Compared to this, that was nothing. Nothing at all.

I take a step back, away from her, and then another.

She has turned her back on me already, fussing as she is with the lid to the strange tunnel she crawled out of.

It’s ajar, and she’s attempting to lift it.

I may not intend to tear her away from it, but I am not such a masochist that I offer to help her.

Instead, I attempt to memorize her scent.

A strange mix of flowers, the few that I’ve ever smelled, and salt.

A sweetness with enough bite to undercut it.

She is nirvana. Paradise cannot compare to what she offers.

And I hesitate. I have bred her many times.

It is possible that she carries my kit. And yet that doesn’t seem to matter to her.

She’s trying to leave me. As she gets the lid of her tunnel open and releases a wild whoop, I disintegrate like a blade of grass in a sandstorm.

A tower of sand in the wind. And she is the desert flower that continues to bloom through all of it.

I take another step back as she lifts a leg over the edge of the tunnel, prepared to disappear forever, but before she lowers herself inside of the space entirely, she looks up, gaze finding mine.

I wait in hate and horror for her give some foreign salutation of departure before leaving me for good, but instead she frowns.

Her head tips to the side, as if confused, and she steps out of the tunnel back onto the desert floor.

A harsh breeze slams a wall of sand against her and I growl, pointing towards the tunnel.

She needs to return to it before the sandstorm tears through her.

She lifts her arm to brace against the assault and I quickly place my body between her and the approaching storm.

She blinks up at me, rubbing sand from her eyes.

Her hair is a swirl of knots around her face.

I might have laughed at the wild sight of her had I the heart.
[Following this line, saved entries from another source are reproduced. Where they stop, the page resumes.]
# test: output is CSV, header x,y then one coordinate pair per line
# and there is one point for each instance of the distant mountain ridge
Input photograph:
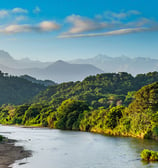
x,y
121,64
76,70
59,71
9,61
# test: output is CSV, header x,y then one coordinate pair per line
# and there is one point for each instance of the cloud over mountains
x,y
19,20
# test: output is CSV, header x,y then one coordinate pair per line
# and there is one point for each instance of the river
x,y
69,149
But my heart is gone already, lost with her in her cave.

But then she surprises me when she grabs my wrist and pulls me toward that eerie tunnel entrance.

I make the gesture for no with my three fingers downturned.
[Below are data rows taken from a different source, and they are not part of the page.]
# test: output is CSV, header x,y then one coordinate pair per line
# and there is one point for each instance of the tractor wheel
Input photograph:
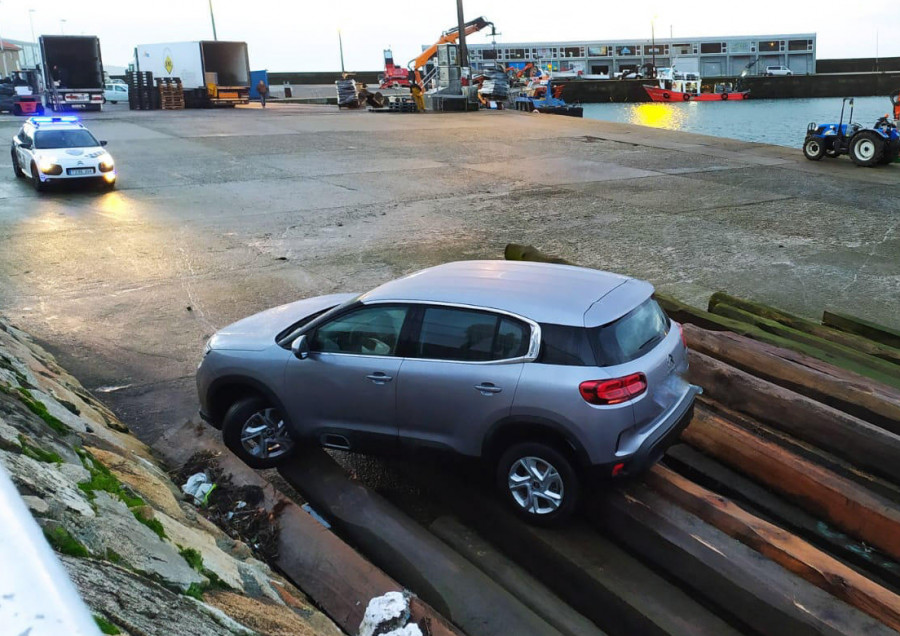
x,y
813,148
866,149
I cannot abandon my tribe. I remain firm and do not let her pull me now.

She groans. “Pulayez,” she says the word slowly once, and then again three more times. “Lacchus…” She says my name and the stanchion that I am weakens. She comes to me, circles both of her arms around my waist, and tries to pull.

I laugh. She is so tiny it’s like an ant trying to move a mountain.

She cannot do it alone. I will need to help her, but…

to choose her over my tribe? I glance at the mouth of her tunnel, the unnatural shape and eerie darkness not at all beckoning me forward.

And then I glance down at her face. I comb my claws back through her hair, snagging on tangled, sand-drenched curls, and sigh.

I tip my chin down and right, toward her tunnel, and she smiles, takes my hand and guides me to the darkness.